Grand Terre: Literally “great land,” a barrier island adjoining Grand Isle to the
northeast. These two islands also delimit the Barataria Bay toward the Gulf of
Mexico. On the island there are ruins of Fort Livingston as well as a marine
laboratory of the Louisiana Department of Wildlife and Fishery. Today it is
reachable only by boat. In the beginning of the 1800s legendary pirate Jean
Lafitte (along with his brother Pierre) was active on this and other islands,
and many places still bear his name today, including the Jean Lafitte National
Historical Park and Preserve. This is not so much to celebrate pirates
(although they can be fun in movies and cartoons), but because he apparently
helped Andrew Jackson in the Battle of New Orleans (1815) against the British.
All of the islands, naturally, were also affected by the BP oil spill.
Louisianamoos: I have just learned this German word for Spanish moss (tillandsia
usneoides) from the German translation of The Awakening. It grows on trees in the South, in places where it is humid, and it
looks like long beards or witches’ or princesses’ hair blowing in the wind. It
makes landscapes look like fairylands, sometimes even “gothic.” Spanish moss used
to be used for upholstery and packaging, for mulching or for stuffing voodoo
dolls (cf. Wikipedia). Legends abound, and there are stories and songs about it.
It used to be important for the construction of Cajun homes, when it was used
for making bousillage (a mixture of Spanish moss and clay earth) as building material to fill
in the space between wooden posts for walls. The usage of bousillage in Louisiana has been documented since the early 1700s.
Acadian: From the French acadien, today Cajun. Descendants of
French settlers from Acadia (the Canadian provinces Nova Scotia, New Brunswick,
Prince Edward Island), who were deported by the British between 1755 and 1763
and settled for the most part in French-speaking Louisiana, where they were
able to maintain their rural, fishing-based culture. The Cajun language has
seen a revival since the sixties, though Cajun culture (music, dances, food,
Mardi Gras) has stayed alive all along. Today some 5 percent of the population
still speaks French or Cajun French at home.

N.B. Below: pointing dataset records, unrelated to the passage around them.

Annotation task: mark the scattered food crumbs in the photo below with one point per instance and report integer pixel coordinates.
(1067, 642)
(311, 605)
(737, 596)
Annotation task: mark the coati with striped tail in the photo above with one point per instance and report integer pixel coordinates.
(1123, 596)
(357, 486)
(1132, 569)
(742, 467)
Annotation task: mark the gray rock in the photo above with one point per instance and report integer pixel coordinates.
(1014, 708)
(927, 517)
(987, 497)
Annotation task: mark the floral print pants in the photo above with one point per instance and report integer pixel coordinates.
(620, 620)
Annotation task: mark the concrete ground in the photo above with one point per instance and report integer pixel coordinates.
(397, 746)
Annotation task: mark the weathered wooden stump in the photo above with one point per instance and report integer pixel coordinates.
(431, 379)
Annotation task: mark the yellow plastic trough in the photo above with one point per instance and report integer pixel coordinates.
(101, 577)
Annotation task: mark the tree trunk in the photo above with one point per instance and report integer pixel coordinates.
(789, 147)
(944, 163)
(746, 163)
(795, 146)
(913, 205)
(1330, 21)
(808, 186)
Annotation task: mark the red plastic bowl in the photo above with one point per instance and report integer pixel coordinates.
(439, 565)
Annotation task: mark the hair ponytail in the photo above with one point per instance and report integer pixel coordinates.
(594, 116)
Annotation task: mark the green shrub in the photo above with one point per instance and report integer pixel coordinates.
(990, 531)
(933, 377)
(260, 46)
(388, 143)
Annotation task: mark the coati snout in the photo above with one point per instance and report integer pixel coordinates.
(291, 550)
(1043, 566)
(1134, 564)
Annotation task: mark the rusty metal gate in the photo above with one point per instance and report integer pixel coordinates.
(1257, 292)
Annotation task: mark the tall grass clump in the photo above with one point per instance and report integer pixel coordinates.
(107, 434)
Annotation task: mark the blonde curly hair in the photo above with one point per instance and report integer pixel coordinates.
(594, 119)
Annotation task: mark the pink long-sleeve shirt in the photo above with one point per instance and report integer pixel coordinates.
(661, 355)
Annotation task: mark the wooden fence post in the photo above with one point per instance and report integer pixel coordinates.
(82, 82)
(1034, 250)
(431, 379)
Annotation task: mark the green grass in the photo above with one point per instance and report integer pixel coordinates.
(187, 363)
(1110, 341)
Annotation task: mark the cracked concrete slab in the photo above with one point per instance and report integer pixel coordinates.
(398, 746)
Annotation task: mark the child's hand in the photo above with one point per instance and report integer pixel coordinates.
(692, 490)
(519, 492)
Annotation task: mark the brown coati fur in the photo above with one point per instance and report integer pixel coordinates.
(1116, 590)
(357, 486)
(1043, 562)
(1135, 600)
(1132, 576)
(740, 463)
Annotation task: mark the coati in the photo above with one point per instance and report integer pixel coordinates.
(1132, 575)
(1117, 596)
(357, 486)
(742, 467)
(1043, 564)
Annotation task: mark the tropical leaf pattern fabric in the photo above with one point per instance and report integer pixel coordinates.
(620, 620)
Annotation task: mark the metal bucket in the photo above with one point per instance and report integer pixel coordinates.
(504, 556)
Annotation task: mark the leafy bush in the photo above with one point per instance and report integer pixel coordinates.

Creoles: Really the descendants of French or Spanish ancestors born in America,
such as Kate Chopin and her husband. Today the term Creole also designates the descendants of French-speaking blacks who came from
Haiti or other countries in the Caribbean, or were culturally French for other
reasons. Creoles with European roots often repudiate this usage of the term.
Kate
Chopin: Writer (1850-1904) from
St. Louis, Missouri, which was then mostly Creole, but where the German
influence has since come to dominate. In 1870 she married Oscar Chopin and
lived in New Orleans with him, but after his bankruptcy moved to Cloutierville,
Louisiana. She had six children. In 1882 her husband died, and two years later
she moved back to St. Louis, where she took up writing (mostly about Louisiana)
and hosted a literary salon. The Awakening caused an outcry, and Kate Chopin died without reaping her
much-deserved recognition. Her former home
and the museum in Cloutierville burned down a few years ago.